Osho(Rajneesh) once said **Art is canonized and Religion is
aestheticized**, thats precisely what *My Name is Red *is all
about. But here one fails to distingush between remorse and disgust and
sometimes, believe me, out of disgust, profound hatred and ugliness, is born
the most beautiful - the product of a repressed soul wanting to pour forth all
its experiences, its awkwardness and its helplessness.Pamuk gives a glimpse
of a countrys lost soul. I would place this on par with Rushdies Shame,
though here there is no confusion of History and also there
is a steady development of plot.
No wonder Pamuk was under scrutiny and stress, for having written such a
provocative fiction, which more or less brings out the stagnant and stubborn
Persian or Islamic culture in general. The whole book burdens with the rigidity
of a religion, which slowly is beginning to burst under secrecy in the
thriving world of miniaturists- in the world of art, and it is no surprise that
it is only in art, where we can first sense the beginning of a revolution
(Think of Renaissance, and its consequensences). Pamuk here builds a
story - Miniaturists are trying to break from the traditional practice
of Persian art and adopt new persepectival techniques -From Franks(Venetians)
for a mysterious book which includes a portrait of the Sultan, which pains the
head of the workshop who is rigid and wanting to see the world as Allah does,
not as they see - The blind and the seeing are not equal (from the book)
- the fanatics try to destroy the book and also artists who helped create them.

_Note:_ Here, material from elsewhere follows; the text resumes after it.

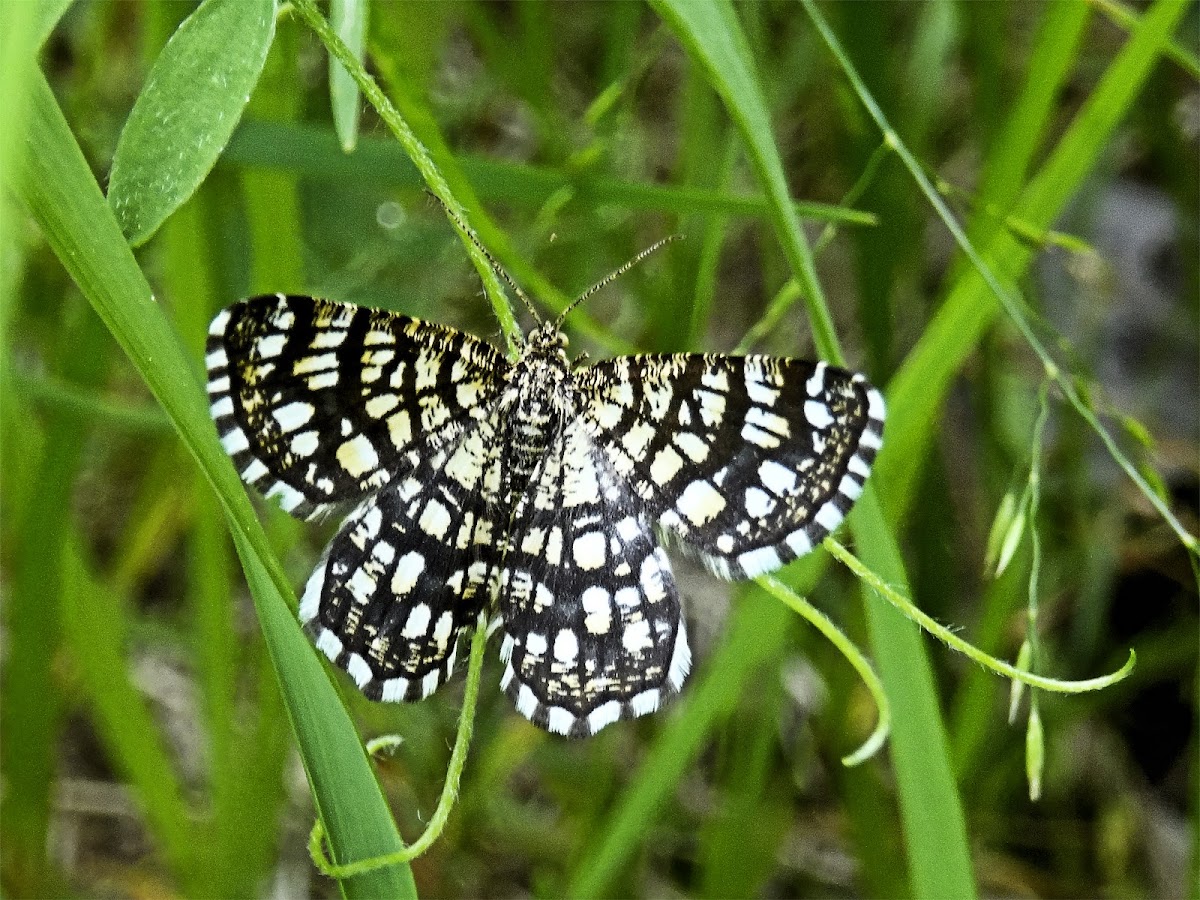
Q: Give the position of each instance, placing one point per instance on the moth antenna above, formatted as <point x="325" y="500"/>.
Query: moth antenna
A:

The plot develops in such a manner that one of the artists overcome by fear,
distrust and pangs of suffering from a feeling of doing something devilish,
becomes a devil, and commit murders and the consequence of it
is bizarre - It is a stunning piece of plot which
efficiently draws the fiend out of man aroused by the fear of
a rigid system and the pity is the fiend in him
is the most talented one, which tarnishes the human soul.
The other characters in the book equally stand out. Shekure
and Esther speak for the women of the particular age. Shekures tryst with her
lovers - her husband has vanished and has not returned since four years, her
childhood lover Black has returned to woo her, and her brother-in-law wants to
marry her - She wants to get married to Black, but also loves her
brother-in-law - she becomes indecisive with her two children and let
things take its own course, but she is a privy to all that is happening in the
world of art, for the secret book is under her fathers inspection - her
life has also become like a miniaturist painting and her passion for it
nurtures within her heart what she cannot have for real. Esther is
messenger, a Jew whose character is sometimes like that of a Greek
Chorus, voices out our feelings.
The mystery is well- kept up till the end, but when it is revealed there is no
surprise for the book is too full of violence - when the murderer reveals
himself, there is no catharsis, rather the murderer seems to be mean and
possesed that we, readers too want to get rid of him.
The titles of the chapters were very interesteing, narration being in the
first person, makes us engross ourselves, and the charcter Orhan - Shekures
younger child as an observer is indeed genuine, for the author himself is a
part of the story he is writing.
What has the West done in bringing its culture East, is a question
left unasked . The Clock(presented to Sutan by The British
Queen), mentioned in the end of the novel, which keeps chiming is perhaps the reminder of the invasion of the west, which viewed the ancient culture as static and rigid or may be it also signifies the arrival of Dynamism to the stagnant cuture- after all East and West belongs to God (from the book) So rigid were the masters of the old schools that they would prefer blindness rather than change their tecniques - to it the bell tolls.
Through the world of art, Pamuk blends history and socialism. Art, ofcourse purges emotions, offering it a release, but before the storm, it brews the disgusting, the ugly, the unacceptable, the impaitence and a remorseless pain- Pamuk has brought it out superbly.